Artigo Revisado por pares

Per-Oral Transgastric Endoscopic Ligation of Fallopian Tubes with Long-Term Survival in a Porcine Model

2004; Elsevier BV; Volume: 59; Issue: 5 Linguagem: Inglês

10.1016/s0016-5107(04)00551-6

ISSN

1097-6779

Autores

Sergey V. Kantsevoy, Sanjay Jagannath, Cheryl A. Vaughn, Diana G. Scorpio, Carolyn Magee, Laurie Pipitone, Anthony N. Kalloo, Apollo Apollo Group,

Tópico(s)

Gastrointestinal Tumor Research and Treatment

Resumo

Background: We have previously reported the feasibility and safety of the per-oral transgastric endoscopic approach for diagnostic peritoneoscopy, liver biopsy, and gastrojejunostomy with long-term survival in a porcine model. This approach eliminates incisions of abdominal wall, providing a less-invasive alternative to diagnostic and therapeutic laparoscopy. We now report successful performance of per-oral endoscopic transgastric ligation of Fallopian tubes with long-term survival in a porcine model. Methods: Five female 50Kg pigs had general anesthesia and irrigation of the stomach with an antibiotic solution. Gastric puncture was performed with needle-knife electrocautery followed by balloon dilatation of the tract with 20-mm TTS dilating balloon (Microvasive®). A standard upper endoscope that underwent high-level disinfection and gas sterilzation was advanced into the peritoneal cavity through a sterile overtube. Both Fallopian tubes were identified and one was ligated using Olympus® Endoloops. The other patent tube served as a control. Tubal patency was evaluated by hysterosalpingogram before and after ligation.
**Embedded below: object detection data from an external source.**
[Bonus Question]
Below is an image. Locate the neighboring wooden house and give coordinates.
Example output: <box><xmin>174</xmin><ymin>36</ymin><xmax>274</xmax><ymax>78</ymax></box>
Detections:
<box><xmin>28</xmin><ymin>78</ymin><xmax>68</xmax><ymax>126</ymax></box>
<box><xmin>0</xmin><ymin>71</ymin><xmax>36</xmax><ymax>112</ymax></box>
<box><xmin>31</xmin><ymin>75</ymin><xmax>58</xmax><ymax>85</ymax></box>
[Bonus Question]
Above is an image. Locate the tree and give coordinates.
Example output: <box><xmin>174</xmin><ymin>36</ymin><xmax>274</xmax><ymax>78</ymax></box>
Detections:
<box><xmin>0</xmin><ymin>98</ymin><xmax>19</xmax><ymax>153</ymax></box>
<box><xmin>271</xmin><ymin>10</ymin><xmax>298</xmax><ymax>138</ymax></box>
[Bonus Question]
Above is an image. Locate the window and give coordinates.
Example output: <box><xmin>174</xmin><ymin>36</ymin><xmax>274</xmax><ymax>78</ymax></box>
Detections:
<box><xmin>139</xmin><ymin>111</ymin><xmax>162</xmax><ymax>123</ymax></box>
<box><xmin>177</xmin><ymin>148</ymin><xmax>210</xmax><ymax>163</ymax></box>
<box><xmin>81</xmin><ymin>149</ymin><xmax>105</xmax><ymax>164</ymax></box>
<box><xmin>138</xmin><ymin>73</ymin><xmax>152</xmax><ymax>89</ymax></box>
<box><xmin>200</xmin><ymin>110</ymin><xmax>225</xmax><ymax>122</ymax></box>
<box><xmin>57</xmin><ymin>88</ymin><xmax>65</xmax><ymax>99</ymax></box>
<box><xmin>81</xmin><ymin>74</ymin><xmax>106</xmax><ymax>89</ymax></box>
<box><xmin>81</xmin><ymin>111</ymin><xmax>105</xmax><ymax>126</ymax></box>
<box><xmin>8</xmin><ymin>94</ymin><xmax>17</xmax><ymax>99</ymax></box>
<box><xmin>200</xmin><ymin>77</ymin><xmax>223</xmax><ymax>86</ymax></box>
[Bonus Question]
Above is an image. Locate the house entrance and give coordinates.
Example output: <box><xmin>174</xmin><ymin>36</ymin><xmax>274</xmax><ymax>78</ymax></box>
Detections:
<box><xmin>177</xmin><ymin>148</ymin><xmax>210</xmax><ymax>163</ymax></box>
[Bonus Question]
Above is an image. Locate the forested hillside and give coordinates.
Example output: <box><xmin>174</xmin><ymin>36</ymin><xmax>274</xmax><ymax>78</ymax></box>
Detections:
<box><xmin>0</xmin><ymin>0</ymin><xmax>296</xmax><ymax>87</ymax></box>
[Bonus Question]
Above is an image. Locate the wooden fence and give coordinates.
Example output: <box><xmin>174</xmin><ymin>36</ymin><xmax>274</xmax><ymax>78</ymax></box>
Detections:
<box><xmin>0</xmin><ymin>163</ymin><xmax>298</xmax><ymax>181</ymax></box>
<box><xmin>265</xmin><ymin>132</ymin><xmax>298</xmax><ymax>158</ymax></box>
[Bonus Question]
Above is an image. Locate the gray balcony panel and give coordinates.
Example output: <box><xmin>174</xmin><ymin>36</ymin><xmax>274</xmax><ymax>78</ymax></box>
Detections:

All pigs were survived for 2-3 weeks, and then sacrificed for postmortem examination. Results: The Fallopian tubes were easily accessed, identified and ligated in all 5 pigs. In each pig, fluoroscopy confirmed complete obstruction of ligated tube with preserved patency of the other tube. All pigs survived well, ate heartily without any ill-effects. Postmortem examination did not reveal any peritonitis or intraabdominal adhesions. The Endoloops® were in place with complete obstruction of the ligated tubes and patency of the controls. Histopathologic examination of the tubes showed chronic inflammatory infiltrates without abscesses. Conclusion: The per-oral endoscopic transgastric approach to ligation of the Fallopian tubes with long-term survival is technically feasible and safe. The endoscopic transgastric approach to the peritoneal cavity has potential for a wide array of diagnostic and therapeutic procedures.